Using SD Cards with the TRS-80 Model 100

Most retro-computers have some form of SD or Compact Flash storage options available these days. The TRS-80 Model 100, Tandy 102 and Tandy 200 were no exception, and these micros had such a device not so long ago, the NADSBox. Most unfortunately it appears the NADSBox can no longer be sourced. So what to do now? Well build my own, very cut-down version I suppose is the obvious answer.

Loading files into the Model 100

As an 80's portable computer with limited native storage, the Model 100 came with some nice features for file transfers built right into the standard ROM and hardware. These features allowed for connecting tape drives, a modem, or better for modern needs, a serial RS232 port for computer to computer transfers. The built in TELCOM package allows for some easy ways to transfers files, and nicer still, the built in BASIC also makes it quite easy to load programs directly from the serial port. So all that needs to be done (of course it'll all get much harder later) is to tap into the 100s native abilities and throw some files back and forth over the serial lines.

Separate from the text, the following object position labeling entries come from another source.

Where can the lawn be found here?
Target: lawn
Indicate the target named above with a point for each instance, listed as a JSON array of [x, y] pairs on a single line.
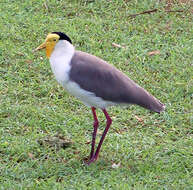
[[45, 133]]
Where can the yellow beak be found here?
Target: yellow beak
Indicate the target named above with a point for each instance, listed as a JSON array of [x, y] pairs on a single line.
[[42, 46]]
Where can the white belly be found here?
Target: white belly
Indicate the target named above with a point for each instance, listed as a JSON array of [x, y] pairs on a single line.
[[88, 98]]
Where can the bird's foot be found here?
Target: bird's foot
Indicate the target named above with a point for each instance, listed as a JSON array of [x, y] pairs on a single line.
[[93, 159]]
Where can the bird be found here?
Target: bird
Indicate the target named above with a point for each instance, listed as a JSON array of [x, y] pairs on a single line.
[[95, 82]]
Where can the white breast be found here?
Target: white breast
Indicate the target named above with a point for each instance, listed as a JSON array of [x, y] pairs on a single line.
[[60, 61], [60, 64]]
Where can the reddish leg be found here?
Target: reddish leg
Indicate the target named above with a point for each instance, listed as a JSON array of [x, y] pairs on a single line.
[[109, 121], [95, 126]]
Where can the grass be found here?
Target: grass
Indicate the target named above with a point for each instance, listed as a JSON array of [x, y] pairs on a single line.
[[45, 133]]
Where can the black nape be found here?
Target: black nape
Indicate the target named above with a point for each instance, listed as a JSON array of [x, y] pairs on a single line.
[[63, 36]]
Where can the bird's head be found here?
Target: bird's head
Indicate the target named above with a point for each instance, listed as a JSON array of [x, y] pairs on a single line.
[[51, 41]]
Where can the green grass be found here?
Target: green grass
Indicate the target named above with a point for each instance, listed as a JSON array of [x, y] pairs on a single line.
[[38, 118]]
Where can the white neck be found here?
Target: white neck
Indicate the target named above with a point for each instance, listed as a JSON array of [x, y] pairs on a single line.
[[60, 60]]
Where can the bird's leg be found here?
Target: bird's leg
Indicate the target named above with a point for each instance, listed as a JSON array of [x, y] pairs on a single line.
[[109, 121], [95, 126]]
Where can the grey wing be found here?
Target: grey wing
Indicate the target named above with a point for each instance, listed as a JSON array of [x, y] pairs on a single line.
[[105, 81]]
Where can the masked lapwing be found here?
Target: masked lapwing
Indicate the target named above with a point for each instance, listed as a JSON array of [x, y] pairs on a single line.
[[95, 82]]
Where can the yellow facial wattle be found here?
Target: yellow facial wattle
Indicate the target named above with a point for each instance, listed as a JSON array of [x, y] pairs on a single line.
[[49, 44]]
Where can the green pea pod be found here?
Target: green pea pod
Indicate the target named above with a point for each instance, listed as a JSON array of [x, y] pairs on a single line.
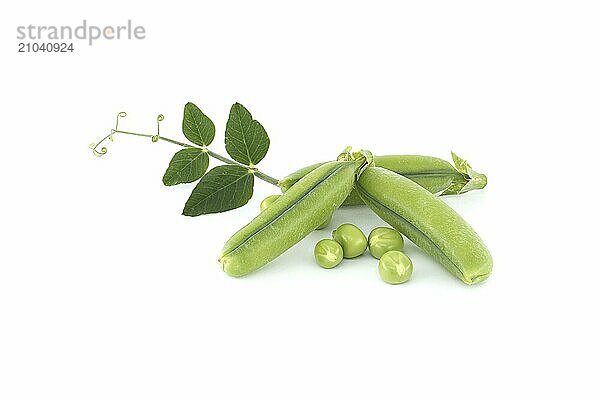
[[427, 221], [432, 173], [293, 216]]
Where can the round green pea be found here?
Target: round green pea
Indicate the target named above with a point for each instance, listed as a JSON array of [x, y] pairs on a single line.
[[383, 239], [395, 267], [328, 253], [352, 240], [267, 201]]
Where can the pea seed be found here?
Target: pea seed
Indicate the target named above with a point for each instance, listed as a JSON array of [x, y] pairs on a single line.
[[352, 240], [383, 239], [395, 267], [328, 253], [428, 222], [289, 219]]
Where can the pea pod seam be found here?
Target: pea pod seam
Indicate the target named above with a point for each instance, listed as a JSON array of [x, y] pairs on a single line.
[[284, 211]]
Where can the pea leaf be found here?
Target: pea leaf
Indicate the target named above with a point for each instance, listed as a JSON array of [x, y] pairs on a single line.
[[246, 140], [197, 127], [223, 188], [187, 165]]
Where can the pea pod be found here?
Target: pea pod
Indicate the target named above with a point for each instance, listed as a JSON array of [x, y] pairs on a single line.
[[432, 173], [292, 217], [427, 221]]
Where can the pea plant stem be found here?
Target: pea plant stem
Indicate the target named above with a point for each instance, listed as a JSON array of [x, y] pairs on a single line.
[[256, 172]]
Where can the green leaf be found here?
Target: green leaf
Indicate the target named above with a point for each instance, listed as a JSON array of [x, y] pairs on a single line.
[[187, 165], [246, 140], [223, 188], [197, 127]]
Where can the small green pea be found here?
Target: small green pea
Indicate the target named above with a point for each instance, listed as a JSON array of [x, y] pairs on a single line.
[[325, 224], [383, 239], [395, 267], [267, 201], [352, 239], [328, 253]]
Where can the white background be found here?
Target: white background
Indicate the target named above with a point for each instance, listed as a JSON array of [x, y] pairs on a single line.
[[106, 291]]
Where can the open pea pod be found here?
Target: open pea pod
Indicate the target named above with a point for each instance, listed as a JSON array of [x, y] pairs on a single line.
[[427, 221], [299, 211], [436, 175]]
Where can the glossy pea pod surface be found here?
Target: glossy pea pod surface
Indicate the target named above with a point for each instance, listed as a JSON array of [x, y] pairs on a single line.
[[293, 216], [427, 221], [432, 173]]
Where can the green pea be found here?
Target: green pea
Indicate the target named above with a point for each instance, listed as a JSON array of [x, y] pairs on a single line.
[[328, 253], [352, 239], [267, 201], [432, 173], [383, 239], [395, 267]]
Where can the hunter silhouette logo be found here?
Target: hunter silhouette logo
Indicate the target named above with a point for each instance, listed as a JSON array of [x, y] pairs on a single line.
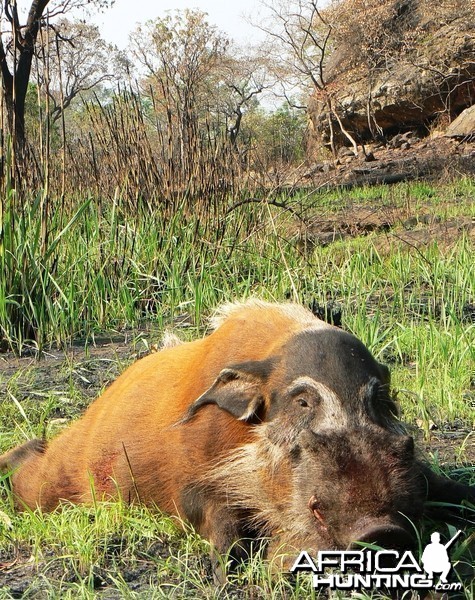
[[435, 557], [387, 569]]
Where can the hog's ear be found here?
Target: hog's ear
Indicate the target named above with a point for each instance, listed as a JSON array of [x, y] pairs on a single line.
[[238, 390]]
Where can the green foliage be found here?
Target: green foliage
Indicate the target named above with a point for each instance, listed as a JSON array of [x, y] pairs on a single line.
[[99, 267]]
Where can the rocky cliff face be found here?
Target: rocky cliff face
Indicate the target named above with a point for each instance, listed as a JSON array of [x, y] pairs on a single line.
[[422, 69]]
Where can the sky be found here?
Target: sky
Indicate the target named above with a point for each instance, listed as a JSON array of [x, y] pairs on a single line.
[[228, 15]]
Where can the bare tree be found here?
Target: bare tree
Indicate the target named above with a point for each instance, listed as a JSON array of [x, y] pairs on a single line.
[[18, 44], [242, 79], [74, 58], [302, 39], [180, 54]]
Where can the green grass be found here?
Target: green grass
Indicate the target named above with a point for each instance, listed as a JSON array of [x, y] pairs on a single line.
[[102, 270]]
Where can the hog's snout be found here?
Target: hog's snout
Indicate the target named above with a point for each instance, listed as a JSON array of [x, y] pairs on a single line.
[[389, 537]]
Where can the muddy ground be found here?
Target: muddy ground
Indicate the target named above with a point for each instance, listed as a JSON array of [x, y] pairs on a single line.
[[73, 378]]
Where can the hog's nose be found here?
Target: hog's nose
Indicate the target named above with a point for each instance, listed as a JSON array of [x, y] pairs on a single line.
[[390, 537]]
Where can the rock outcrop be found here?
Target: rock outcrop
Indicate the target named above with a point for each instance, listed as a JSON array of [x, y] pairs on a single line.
[[426, 73]]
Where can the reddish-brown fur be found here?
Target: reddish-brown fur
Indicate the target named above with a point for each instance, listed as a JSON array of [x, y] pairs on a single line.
[[127, 442], [178, 427]]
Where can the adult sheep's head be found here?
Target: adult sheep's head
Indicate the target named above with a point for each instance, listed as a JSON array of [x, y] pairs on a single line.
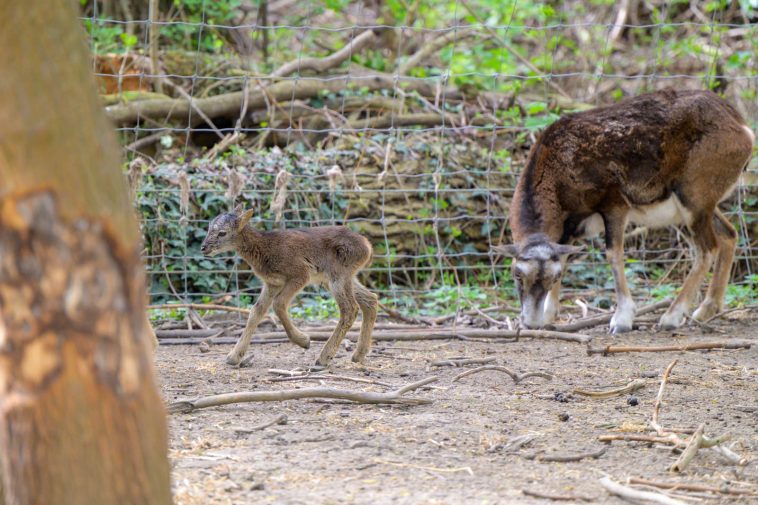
[[537, 269]]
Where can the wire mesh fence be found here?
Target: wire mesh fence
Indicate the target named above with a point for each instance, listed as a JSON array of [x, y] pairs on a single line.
[[408, 122]]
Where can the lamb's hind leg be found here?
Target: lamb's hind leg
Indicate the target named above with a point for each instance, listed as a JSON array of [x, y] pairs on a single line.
[[705, 242], [368, 302], [726, 236], [257, 313], [282, 302], [342, 289]]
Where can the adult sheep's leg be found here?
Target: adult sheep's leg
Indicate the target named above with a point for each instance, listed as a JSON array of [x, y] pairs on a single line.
[[623, 317], [705, 241], [726, 237], [257, 313]]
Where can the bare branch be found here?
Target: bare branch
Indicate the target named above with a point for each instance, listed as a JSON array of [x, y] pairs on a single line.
[[614, 349], [689, 452], [392, 397], [635, 495], [354, 46], [515, 376], [684, 486], [610, 393], [456, 35]]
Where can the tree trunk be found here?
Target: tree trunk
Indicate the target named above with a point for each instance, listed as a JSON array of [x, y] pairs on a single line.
[[81, 420]]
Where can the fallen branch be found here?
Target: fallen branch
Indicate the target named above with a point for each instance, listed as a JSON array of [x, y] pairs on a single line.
[[202, 333], [615, 349], [515, 376], [565, 458], [400, 317], [408, 335], [689, 452], [555, 497], [228, 104], [280, 419], [391, 397], [198, 306], [729, 311], [590, 322], [610, 393], [455, 35], [659, 400], [626, 437], [683, 486], [327, 377], [462, 361], [354, 46], [568, 458], [635, 495]]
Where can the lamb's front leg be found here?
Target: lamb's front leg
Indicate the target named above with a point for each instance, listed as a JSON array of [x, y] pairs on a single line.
[[282, 302], [623, 318], [552, 303], [257, 313]]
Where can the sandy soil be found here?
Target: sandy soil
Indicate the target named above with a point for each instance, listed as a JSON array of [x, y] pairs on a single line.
[[454, 450]]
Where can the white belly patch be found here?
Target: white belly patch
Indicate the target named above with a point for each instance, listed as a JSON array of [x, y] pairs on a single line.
[[669, 212]]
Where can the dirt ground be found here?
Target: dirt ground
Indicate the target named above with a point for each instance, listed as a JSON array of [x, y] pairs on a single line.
[[455, 450]]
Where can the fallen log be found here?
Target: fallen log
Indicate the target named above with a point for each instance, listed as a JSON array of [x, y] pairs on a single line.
[[403, 335], [614, 349], [391, 397]]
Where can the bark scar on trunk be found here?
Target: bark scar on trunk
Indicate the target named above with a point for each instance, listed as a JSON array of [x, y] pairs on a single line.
[[65, 284]]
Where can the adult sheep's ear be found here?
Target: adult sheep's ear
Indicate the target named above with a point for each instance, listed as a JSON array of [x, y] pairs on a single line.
[[510, 250], [244, 218]]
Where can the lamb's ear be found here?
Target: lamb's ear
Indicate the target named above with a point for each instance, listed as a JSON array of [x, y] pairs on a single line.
[[244, 218], [510, 250], [565, 250]]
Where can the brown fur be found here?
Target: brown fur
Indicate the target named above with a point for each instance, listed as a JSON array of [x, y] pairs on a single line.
[[616, 160], [288, 260]]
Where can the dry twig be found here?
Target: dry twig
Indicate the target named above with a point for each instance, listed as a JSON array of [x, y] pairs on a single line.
[[391, 397], [614, 349], [515, 376], [457, 362], [690, 450], [635, 495], [566, 458], [610, 393], [683, 486], [280, 419], [555, 497]]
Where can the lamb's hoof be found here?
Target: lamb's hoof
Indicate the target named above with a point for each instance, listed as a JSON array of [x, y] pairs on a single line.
[[621, 325], [323, 360], [671, 320], [620, 328], [302, 340], [234, 357], [358, 356], [705, 312]]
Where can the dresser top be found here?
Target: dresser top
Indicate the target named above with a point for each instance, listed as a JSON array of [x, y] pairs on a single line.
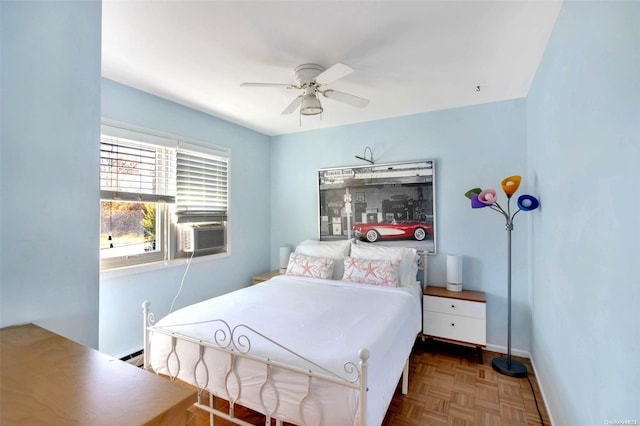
[[473, 296]]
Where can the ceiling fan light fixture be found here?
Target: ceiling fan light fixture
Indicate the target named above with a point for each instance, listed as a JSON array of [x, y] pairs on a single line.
[[310, 105]]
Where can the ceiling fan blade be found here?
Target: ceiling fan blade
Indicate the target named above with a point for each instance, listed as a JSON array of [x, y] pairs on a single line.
[[333, 73], [293, 105], [286, 86], [346, 98]]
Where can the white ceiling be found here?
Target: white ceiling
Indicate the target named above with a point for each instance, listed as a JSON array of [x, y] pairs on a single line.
[[408, 56]]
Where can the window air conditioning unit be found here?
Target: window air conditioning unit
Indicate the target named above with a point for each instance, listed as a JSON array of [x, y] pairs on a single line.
[[201, 238]]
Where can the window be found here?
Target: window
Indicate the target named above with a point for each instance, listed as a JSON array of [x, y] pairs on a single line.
[[160, 198]]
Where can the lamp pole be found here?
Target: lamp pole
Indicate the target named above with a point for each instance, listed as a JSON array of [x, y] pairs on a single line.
[[507, 366], [489, 198]]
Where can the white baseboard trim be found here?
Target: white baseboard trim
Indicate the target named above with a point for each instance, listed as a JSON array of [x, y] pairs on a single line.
[[503, 350], [525, 354], [544, 397]]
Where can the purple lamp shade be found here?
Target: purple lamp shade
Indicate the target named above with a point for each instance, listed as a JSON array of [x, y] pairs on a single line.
[[528, 203], [476, 203], [488, 196], [511, 184], [472, 191]]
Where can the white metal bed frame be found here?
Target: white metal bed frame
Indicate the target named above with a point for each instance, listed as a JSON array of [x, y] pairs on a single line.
[[234, 342]]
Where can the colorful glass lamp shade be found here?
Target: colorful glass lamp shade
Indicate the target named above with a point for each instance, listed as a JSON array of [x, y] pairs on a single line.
[[489, 198]]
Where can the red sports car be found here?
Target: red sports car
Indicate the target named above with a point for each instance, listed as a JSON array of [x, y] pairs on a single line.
[[392, 230]]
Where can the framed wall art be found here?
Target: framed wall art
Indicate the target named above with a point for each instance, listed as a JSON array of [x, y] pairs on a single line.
[[392, 204]]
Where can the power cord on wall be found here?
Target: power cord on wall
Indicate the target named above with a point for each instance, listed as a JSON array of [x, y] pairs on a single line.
[[536, 400], [182, 281]]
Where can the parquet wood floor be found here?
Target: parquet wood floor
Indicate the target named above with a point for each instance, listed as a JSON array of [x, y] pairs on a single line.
[[448, 386]]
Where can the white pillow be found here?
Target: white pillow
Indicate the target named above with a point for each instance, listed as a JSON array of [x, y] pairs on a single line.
[[309, 266], [371, 271], [333, 249], [408, 258]]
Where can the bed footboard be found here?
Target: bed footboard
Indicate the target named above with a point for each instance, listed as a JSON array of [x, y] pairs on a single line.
[[263, 391]]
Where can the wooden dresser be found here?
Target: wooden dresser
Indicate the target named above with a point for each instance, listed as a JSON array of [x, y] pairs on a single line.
[[48, 379]]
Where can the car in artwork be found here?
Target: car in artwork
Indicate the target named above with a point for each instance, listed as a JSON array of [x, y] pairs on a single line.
[[373, 232]]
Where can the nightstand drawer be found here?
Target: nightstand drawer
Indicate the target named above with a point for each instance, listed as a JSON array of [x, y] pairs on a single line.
[[454, 327], [454, 307]]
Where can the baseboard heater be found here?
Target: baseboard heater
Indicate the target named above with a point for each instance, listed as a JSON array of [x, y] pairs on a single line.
[[136, 358]]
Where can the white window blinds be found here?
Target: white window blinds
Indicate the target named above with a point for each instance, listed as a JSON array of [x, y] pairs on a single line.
[[202, 186], [135, 171]]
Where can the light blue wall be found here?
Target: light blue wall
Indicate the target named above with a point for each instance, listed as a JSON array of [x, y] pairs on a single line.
[[473, 146], [584, 154], [49, 198], [121, 293]]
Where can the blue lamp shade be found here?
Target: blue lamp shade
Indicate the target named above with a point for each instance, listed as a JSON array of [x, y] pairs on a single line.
[[528, 203], [476, 203]]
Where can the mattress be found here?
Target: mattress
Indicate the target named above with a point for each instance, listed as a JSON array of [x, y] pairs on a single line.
[[326, 322]]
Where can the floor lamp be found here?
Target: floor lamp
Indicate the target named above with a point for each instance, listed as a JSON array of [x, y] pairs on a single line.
[[489, 198]]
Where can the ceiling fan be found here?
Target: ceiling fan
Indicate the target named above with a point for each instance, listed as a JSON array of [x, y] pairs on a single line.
[[311, 78]]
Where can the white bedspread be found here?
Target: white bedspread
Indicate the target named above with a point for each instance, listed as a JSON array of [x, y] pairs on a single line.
[[325, 321]]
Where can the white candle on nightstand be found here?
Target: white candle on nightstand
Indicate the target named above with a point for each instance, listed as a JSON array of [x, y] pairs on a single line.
[[454, 272], [285, 252]]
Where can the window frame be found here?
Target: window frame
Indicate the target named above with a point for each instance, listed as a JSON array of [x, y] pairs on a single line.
[[170, 226]]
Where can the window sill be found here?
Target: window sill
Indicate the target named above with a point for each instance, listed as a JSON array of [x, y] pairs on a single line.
[[156, 266]]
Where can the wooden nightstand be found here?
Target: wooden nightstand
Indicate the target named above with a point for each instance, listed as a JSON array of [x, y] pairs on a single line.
[[455, 316], [266, 276]]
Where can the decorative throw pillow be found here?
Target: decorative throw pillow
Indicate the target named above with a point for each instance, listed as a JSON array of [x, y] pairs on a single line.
[[371, 271], [336, 250], [309, 266], [408, 258]]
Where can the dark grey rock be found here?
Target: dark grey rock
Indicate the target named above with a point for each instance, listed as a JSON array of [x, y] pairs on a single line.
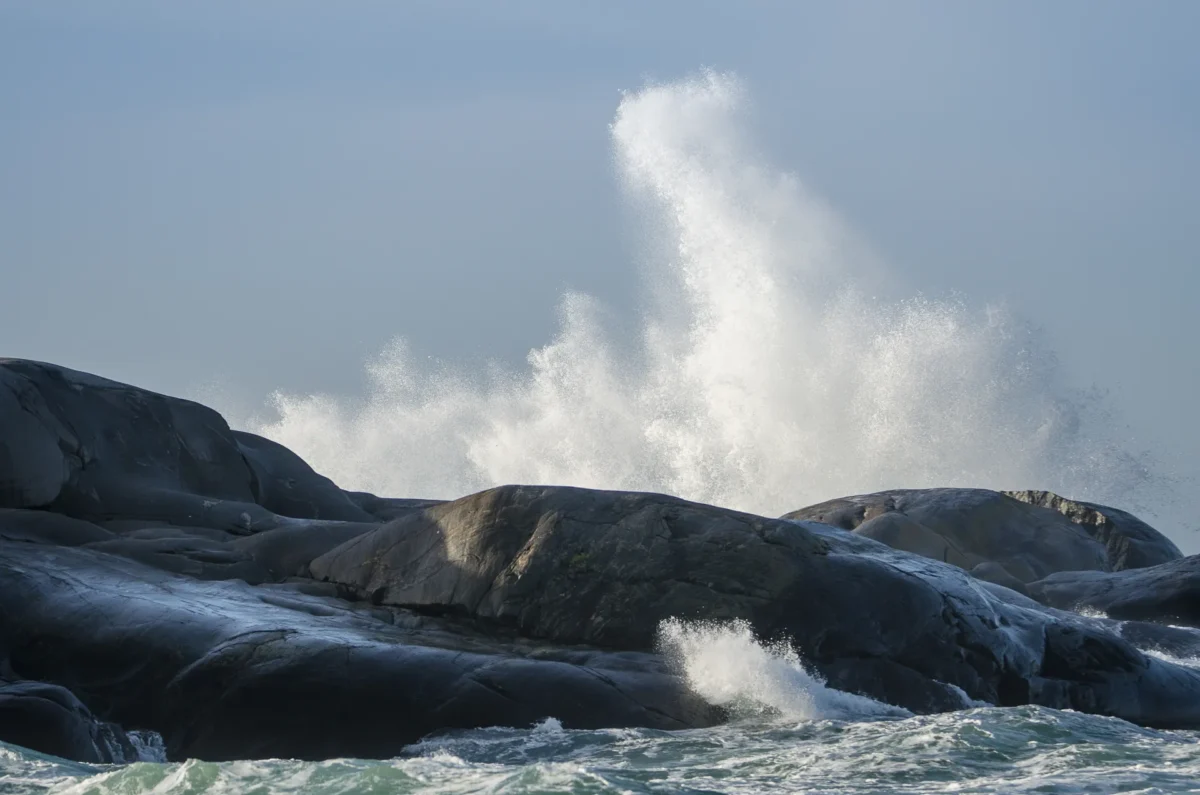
[[1168, 592], [51, 719], [388, 508], [286, 485], [45, 527], [226, 670], [287, 550], [967, 527], [606, 568], [1129, 542]]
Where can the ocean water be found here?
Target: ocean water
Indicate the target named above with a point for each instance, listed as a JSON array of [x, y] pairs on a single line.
[[772, 368], [1020, 749], [790, 734]]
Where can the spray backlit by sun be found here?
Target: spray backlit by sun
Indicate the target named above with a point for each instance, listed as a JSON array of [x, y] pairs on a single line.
[[762, 380]]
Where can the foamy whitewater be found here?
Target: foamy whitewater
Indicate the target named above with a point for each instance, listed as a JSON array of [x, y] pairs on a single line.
[[763, 376], [766, 376], [791, 735]]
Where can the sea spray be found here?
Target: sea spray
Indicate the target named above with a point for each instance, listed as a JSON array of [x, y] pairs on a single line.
[[726, 665], [765, 376]]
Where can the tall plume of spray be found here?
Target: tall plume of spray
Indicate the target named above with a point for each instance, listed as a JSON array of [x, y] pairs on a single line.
[[762, 378]]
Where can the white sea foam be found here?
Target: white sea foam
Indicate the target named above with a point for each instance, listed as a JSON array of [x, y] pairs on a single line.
[[763, 376], [726, 665]]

To start some hardware is needed for some initial testing, I used a Arduino UNO, an SD Card Shield and a MAX232 IC. The MAX232 is required to convert RS232 level signals to TTL serial suitable for interfacing with the Arduino board. There is not much to it, all that needs to be done is to connect the Arduinos TTL lines to the serial port on the Model 100 via the MAX232. There are a load of examples for wiring up the MAX232, this guide at StackExchange is the one I quickly referred to.

On the software side I wrote up a quick program for the Arduino to send some files from an SD card to the Model 100 (Note the SD and SP Atduino libraries are required). The Ardunio waits for the Model 100 to request a transfer and will then upload a file. On the Model 100 side of things a couple of lines of BASIC is need to first OPEN the COM port, send a request, then download / run the files sent by the Arduino.

In the tests I found a baud rate of 1200 is about the best that can be expected when loading BASIC files via the serial connection. The Model 100 tokenises the text being loaded directly into BASIC, and faster baud rates give errors during this process, I guess there is only so much a 2.4 MHz 80C85 CPU can handle.

Content that the serial SD card loading was quite successful, I'll move along with this project further and see how far I can get with it.